Citroen DS5 revised, heads up dedicated new DS brand
New and improved flagship sits atop a newly-independent DS luxury brand
This is not, as the title suggests, a Citroen DS5. Not any longer at least.
Instead, Citroen would prefer you refer to the car as a DS 5. Note the space, denoting the fact that DS now sits alone as an independent brand, just as Lexus is to Toyota or MINI is to BMW.
In terms of styling, the DS 5 is very much like the Citroen that came before it, albeit graced with new front-end styling that drops the familiar double-chevron logo in favour of the stylish DS moniker. Expect to see this face on other DS models soon, as DS is keen to create its own styling identity.
There’s a new light signature too, with LED and Xenon combination headlamps and concept car-style scrolling indicators. Like the DS 3 and DS 4 evo tested recently, their jewel-like forms are much higher quality than anything we’ve seen from Citroen before.
The DS 5’s interior, always a high point, has been improved further with the model’s revisions. Three types of leather are available for the seats, while the distinctive ‘watch strap’ upholstery finish is once again available. DS is keen to point out that metal-finish elements in the cabin are real aluminium, too – rather than aluminium-coloured plastic.
Technology is still at the heart of the DS 5, and a range of revised engines is central to the DS range-topper. This starts with a 118bhp BlueHDi diesel and reaches its zenith with the 197bhp Hybrid 4x4.
The latter sends diesel power to the front wheels and electric power to those at the rear, though Citroen (sorry, DS) persists with a jerky automated manual transmission that takes the shine off the smooth hybrid experience. A better bet is likely to be the BlueHDi 180 with a traditional six-speed automatic gearbox – or, for evo readers, the punchy 163bhp THP petrol.
At the same time, DS claims improved levels of comfort from the DS 5 – a bone of contention in the previous model.

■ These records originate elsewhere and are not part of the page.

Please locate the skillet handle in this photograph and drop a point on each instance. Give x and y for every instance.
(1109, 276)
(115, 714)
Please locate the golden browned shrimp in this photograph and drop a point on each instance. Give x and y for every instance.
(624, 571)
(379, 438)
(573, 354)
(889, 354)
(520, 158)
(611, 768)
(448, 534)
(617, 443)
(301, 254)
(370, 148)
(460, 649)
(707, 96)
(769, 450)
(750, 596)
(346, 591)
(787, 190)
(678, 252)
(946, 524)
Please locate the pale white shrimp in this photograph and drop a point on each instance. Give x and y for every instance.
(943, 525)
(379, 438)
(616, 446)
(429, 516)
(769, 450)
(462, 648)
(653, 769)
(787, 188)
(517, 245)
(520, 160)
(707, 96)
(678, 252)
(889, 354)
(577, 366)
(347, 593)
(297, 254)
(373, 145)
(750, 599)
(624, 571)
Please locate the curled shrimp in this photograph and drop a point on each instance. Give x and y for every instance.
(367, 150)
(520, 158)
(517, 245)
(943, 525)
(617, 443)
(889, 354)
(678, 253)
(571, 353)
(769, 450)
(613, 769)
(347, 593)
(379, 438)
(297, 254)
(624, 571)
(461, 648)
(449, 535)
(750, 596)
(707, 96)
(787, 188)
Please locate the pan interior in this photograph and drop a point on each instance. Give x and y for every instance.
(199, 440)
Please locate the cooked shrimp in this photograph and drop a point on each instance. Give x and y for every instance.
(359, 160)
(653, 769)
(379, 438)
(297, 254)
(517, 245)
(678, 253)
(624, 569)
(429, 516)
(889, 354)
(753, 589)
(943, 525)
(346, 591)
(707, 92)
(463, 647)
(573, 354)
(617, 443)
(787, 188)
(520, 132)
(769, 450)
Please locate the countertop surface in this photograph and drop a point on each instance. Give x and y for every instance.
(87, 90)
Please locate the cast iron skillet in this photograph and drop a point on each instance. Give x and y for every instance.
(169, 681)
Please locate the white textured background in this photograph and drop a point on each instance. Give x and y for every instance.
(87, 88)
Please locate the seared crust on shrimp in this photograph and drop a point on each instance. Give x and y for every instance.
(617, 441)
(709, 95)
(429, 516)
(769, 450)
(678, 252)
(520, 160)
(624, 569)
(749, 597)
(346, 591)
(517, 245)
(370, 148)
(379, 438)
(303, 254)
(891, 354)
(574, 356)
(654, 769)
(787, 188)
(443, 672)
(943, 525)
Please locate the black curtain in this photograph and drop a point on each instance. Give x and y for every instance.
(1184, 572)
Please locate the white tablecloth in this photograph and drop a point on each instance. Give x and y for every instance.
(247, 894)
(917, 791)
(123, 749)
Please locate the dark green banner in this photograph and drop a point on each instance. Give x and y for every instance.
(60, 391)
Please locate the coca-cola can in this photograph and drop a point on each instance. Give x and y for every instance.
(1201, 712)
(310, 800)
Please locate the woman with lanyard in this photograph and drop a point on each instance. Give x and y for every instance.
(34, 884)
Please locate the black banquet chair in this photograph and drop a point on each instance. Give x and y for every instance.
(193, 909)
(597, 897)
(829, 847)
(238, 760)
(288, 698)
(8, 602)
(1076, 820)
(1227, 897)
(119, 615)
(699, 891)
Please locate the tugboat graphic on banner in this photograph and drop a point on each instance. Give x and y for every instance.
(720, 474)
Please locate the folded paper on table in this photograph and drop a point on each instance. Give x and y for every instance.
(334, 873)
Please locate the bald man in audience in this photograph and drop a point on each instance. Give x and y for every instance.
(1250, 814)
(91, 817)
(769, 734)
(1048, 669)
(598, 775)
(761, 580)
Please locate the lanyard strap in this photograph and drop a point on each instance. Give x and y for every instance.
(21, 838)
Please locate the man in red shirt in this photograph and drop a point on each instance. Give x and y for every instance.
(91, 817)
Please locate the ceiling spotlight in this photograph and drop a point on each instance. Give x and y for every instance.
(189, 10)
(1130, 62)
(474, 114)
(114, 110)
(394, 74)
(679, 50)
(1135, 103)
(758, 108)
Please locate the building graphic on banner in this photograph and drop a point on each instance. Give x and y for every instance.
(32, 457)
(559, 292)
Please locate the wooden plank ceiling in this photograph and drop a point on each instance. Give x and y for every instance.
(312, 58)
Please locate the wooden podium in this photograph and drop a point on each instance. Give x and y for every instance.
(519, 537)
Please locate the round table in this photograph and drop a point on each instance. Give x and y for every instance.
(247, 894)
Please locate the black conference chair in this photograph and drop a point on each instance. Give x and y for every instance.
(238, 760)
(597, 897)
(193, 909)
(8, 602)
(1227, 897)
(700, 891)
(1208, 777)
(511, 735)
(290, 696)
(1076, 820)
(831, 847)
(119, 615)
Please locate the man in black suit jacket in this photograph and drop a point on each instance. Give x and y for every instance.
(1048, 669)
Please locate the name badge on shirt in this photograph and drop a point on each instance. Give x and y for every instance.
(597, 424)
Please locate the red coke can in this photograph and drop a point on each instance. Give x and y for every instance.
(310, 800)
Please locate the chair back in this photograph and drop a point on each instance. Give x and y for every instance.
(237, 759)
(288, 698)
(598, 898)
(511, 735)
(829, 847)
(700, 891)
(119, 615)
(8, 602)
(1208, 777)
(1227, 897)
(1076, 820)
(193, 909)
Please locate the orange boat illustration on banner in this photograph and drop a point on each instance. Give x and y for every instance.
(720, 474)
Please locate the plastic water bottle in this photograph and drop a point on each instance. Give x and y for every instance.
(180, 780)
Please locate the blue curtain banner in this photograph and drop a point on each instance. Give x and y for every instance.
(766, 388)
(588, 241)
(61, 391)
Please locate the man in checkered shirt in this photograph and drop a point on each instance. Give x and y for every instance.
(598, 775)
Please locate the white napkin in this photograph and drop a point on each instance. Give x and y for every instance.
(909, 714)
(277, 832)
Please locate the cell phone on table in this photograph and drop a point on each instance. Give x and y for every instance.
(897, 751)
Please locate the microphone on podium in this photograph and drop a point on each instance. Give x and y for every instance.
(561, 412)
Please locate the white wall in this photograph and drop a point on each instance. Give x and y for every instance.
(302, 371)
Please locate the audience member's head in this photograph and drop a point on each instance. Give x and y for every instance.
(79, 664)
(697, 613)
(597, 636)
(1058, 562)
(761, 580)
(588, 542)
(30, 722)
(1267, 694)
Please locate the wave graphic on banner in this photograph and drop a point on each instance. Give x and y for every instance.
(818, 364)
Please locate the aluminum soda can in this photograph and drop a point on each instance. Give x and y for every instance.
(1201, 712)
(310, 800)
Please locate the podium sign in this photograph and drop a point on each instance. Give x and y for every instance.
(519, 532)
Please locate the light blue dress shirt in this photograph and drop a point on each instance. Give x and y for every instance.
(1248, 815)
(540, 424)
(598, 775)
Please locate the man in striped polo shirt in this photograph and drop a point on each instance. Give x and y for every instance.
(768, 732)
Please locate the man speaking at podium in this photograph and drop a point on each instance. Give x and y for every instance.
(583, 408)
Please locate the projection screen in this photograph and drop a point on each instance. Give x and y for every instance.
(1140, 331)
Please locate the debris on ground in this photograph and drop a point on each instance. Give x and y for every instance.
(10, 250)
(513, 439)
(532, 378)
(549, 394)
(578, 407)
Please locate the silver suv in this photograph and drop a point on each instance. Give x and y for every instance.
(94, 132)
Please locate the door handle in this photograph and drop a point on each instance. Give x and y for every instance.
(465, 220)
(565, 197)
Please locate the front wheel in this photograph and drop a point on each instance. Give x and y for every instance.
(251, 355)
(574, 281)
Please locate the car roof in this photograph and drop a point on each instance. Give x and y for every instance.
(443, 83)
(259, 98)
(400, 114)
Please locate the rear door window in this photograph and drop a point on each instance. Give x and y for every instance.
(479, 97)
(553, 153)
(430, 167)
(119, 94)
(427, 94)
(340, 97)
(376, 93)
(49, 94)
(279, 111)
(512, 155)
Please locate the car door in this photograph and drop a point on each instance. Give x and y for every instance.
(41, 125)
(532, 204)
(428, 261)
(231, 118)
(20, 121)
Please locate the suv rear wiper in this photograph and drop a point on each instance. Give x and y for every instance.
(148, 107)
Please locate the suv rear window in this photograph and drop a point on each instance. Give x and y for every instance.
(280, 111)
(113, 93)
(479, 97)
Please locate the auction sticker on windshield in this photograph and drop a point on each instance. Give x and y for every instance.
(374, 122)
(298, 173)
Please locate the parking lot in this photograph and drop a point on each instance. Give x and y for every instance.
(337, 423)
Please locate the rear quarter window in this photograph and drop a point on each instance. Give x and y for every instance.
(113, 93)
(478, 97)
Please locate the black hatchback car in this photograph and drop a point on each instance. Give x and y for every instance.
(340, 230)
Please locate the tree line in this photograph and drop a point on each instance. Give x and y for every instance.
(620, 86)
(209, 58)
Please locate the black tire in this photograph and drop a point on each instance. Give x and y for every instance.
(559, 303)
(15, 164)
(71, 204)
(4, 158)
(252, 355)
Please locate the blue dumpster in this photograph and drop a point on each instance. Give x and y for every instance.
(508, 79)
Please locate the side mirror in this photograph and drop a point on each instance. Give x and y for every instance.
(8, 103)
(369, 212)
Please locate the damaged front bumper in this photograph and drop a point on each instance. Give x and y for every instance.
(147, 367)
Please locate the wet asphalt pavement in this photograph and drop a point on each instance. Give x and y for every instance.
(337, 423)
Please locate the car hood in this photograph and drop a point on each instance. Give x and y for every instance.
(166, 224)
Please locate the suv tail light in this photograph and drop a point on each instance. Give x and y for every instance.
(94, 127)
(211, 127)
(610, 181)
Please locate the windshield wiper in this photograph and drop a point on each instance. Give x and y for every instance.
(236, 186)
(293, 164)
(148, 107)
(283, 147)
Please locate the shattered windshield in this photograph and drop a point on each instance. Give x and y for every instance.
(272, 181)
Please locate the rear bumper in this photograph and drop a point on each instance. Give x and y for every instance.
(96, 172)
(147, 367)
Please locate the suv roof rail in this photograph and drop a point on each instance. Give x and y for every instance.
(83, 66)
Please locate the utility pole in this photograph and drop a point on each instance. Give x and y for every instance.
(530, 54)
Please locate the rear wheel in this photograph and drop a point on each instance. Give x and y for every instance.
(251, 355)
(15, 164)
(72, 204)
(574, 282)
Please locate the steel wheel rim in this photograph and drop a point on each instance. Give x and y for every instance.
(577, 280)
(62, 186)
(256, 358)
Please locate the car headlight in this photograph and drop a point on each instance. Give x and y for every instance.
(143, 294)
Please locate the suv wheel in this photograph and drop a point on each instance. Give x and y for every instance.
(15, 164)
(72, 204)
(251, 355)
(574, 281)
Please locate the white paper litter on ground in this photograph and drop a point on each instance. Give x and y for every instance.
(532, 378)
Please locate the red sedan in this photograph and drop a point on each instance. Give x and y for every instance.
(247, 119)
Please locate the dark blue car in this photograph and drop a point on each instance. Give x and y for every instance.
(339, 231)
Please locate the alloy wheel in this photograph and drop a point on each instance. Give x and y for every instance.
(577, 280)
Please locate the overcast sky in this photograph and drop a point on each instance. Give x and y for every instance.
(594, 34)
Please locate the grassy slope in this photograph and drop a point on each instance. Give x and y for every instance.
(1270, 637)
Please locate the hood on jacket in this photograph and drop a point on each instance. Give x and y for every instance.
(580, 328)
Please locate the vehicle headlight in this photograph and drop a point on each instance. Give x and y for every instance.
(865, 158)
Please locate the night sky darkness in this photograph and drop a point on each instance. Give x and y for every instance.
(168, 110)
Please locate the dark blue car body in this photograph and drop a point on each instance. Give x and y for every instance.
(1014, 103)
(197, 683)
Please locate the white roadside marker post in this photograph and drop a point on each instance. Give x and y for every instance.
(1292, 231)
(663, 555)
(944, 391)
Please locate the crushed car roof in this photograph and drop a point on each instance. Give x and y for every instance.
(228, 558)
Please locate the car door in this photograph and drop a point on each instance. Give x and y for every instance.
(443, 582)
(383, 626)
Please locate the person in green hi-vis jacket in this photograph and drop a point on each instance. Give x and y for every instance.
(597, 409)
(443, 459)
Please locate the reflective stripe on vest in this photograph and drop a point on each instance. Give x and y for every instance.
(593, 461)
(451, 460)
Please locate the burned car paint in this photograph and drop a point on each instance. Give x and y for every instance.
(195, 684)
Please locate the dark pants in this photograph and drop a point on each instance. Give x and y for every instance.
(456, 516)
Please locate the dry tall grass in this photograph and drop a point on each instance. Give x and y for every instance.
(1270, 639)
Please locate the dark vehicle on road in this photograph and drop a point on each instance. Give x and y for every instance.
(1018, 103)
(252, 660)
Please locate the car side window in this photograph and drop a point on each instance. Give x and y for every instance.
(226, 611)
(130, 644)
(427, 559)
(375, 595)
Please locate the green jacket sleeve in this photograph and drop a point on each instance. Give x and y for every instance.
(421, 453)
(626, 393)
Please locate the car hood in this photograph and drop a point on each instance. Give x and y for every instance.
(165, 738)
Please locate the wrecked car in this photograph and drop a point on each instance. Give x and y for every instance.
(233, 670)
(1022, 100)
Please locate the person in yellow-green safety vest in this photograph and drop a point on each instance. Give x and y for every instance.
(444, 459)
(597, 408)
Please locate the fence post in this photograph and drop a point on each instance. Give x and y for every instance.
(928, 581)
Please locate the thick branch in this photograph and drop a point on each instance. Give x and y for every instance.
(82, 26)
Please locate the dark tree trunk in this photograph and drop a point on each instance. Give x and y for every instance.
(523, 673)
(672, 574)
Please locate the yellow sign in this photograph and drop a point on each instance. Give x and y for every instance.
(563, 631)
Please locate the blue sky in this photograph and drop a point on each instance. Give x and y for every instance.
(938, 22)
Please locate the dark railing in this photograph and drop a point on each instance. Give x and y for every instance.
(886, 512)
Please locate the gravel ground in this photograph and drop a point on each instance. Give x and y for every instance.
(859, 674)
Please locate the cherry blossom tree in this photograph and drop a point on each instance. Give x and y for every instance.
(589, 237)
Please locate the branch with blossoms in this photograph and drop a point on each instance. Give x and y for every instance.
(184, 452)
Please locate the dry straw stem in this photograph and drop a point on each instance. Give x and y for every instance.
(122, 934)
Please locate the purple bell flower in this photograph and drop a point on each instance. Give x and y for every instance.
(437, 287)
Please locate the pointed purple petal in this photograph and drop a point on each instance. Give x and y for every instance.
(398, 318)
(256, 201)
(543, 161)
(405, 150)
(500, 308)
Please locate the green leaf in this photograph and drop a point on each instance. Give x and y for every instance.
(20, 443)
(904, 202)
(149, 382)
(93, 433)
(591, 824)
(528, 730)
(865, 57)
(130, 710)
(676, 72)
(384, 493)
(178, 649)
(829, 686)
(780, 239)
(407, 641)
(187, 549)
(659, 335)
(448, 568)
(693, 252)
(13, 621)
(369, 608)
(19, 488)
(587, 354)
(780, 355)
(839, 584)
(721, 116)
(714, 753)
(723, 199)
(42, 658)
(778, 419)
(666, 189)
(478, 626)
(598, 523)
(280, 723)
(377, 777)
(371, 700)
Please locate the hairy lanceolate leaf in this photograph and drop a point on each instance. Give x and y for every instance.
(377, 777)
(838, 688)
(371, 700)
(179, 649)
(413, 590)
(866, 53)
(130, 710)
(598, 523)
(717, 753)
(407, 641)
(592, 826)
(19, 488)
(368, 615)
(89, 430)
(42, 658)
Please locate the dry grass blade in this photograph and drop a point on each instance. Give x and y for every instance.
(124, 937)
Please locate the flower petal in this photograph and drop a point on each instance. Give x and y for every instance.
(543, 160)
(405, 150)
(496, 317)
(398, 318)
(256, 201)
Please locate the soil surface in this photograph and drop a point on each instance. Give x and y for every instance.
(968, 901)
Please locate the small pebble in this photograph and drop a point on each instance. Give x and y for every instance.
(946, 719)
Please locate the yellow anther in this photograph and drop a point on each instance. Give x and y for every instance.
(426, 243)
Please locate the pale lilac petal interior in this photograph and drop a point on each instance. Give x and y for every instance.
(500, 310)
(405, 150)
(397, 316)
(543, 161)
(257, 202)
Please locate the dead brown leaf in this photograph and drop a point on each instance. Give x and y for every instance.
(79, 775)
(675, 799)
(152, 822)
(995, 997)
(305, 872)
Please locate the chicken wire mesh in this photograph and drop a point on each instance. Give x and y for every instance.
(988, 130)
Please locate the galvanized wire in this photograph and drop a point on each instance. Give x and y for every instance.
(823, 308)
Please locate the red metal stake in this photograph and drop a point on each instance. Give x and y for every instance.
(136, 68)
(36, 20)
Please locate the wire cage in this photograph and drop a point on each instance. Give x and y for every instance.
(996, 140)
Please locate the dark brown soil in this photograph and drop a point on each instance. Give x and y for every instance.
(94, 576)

This has been achieved through a longer compression stroke in the dampers and Pre-loaded Linear Valve technology to limit sudden changes in damping force.
The changes are unlikely to make the DS 5 any more of a driver’s car than it was in its previous Citroen-badged incarnation, but could make it a more appealing all-rounder.
The new DS 5 makes its debut at the 2015 Geneva motor show next month, and will hit UK showrooms in July.